Shaughnessy Cohen Prize for Political Writing
Winner: $25,000; Finalists: $2,500
The Longer I'm Prime Minister: Stephen Harper and Canada, 2006 –
Random House Canada
Veteran political columnist Paul Wells has crafted a fast-paced, romping great read about a Prime Minister who is frequently described by the Parliamentary Press Gallery as dull, plodding, and inscrutable. Though viscerally funny and often biting, this book is never partisan or unfair. Impeccably researched, gorgeously written, and deeply insightful, The Longer I’m Prime Minister is an essential read for all political junkies.
About the Book
Picking up where he left off in Right Side Up: The Fall of Paul Martin and the Rise of Stephen Harper’s New Conservatism, veteran political writer Paul Wells delivers an authoritative, engaging, and critical account of Stephen Harper since his Conservative Party won the federal election in 2006. Relying on a trove of sources, Wells explores how no matter the ups and downs, the triumphs and the self-inflicted wounds, Harper has been moving to build the Canada he wants – the Canada a significant portion of Canadian voters want or they wouldn’t have elected him three times.

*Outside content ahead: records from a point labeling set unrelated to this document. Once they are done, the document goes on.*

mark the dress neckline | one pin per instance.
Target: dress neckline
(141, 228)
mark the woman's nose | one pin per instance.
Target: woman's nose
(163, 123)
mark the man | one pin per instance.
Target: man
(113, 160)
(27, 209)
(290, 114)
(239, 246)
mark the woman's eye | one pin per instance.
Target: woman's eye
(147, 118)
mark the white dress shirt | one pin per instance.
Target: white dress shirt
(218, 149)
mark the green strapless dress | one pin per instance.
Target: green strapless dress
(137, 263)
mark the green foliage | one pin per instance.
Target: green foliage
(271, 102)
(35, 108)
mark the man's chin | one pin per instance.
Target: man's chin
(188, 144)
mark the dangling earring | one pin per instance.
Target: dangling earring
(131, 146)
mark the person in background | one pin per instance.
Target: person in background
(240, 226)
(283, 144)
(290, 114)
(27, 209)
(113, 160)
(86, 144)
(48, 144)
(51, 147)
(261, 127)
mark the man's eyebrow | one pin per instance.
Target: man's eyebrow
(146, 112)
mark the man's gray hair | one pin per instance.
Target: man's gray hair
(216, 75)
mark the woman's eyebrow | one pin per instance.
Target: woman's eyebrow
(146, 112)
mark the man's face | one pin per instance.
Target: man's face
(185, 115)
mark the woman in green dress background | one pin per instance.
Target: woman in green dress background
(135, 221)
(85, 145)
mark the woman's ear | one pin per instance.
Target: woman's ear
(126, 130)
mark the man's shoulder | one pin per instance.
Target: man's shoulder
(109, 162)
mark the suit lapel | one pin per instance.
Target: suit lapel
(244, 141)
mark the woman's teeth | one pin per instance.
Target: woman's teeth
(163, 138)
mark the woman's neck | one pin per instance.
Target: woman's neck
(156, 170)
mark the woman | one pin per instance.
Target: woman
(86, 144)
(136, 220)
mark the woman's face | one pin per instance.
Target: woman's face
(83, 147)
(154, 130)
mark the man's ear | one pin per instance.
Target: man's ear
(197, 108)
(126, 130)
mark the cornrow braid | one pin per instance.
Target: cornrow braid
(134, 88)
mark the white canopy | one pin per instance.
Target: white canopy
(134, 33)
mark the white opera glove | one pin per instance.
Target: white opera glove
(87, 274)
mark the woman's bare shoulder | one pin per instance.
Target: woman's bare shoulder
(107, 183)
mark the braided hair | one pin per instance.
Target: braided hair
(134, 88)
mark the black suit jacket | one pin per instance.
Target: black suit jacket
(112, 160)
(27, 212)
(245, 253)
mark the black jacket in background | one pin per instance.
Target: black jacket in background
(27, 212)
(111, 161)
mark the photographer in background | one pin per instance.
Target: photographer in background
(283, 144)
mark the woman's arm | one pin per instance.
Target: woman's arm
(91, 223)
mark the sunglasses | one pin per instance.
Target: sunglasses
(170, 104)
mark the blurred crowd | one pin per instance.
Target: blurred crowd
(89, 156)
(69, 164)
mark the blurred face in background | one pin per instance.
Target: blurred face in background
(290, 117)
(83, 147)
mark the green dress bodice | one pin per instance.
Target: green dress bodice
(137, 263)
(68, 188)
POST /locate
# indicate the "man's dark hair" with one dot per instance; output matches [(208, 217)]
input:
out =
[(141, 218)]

The Longer I’m Prime Minister explains Harper not only to Harper supporters but also to readers who can’t believe he’s already been in power longer than Lester B. Pearson and John Diefenbaker.
About the Author
Paul Wells is the political editor of Maclean’s magazine. His previous book, Right Side Up, was chosen as one of the Best Canadian Political Books of the Last 25 Years by the Writers’ Trust of Canada and Samara. Wells has worked for the National Post, the Gazette (Montreal), and has written for L’actualite, La Presse, Time, and the Literary Review of Canada. He lives in Ottawa and can be followed on Twitter at @InklessPW.
Margaret MacMillan for The War That Ended Peace: The Road to 1914
Published by Allen Lane Canada
Charles Montgomery for Happy City: Transforming Our Lives Through Urban Design
Published by Doubleday Canada
Donald J. Savoie for Whatever Happened to the Music Teacher? How Government Decides and Why
Published by McGill-Queen’s University Press
Graeme Smith for The Dogs Are Eating Them Now: Our War in Afghanistan
Published by Knopf Canada
This year's prize winner was announced on April 2, 2014 at Politics and the Pen in Ottawa. The finalists were selected by a jury consisting of Calgary Herald editorial page editor Licia Corbella, journalist Jane O’Hara, and Globe and Mail international affairs columnist Doug Saunders.
About the Prize
Now in its fourteenth year, the prize is awarded annually for a book of literary nonfiction that captures a political subject of relevance to Canadian readers and has the potential to shape or influence thinking on Canadian political life. The winning work combines compelling new insights with depth of research and is of significant literary merit.
About Shaughnessy Cohen
The Shaughnessy Cohen Prize for Political Writing was established in honour of the outspoken and popular Member of Parliament from Windsor, Ontario, who died on December 9, 1998.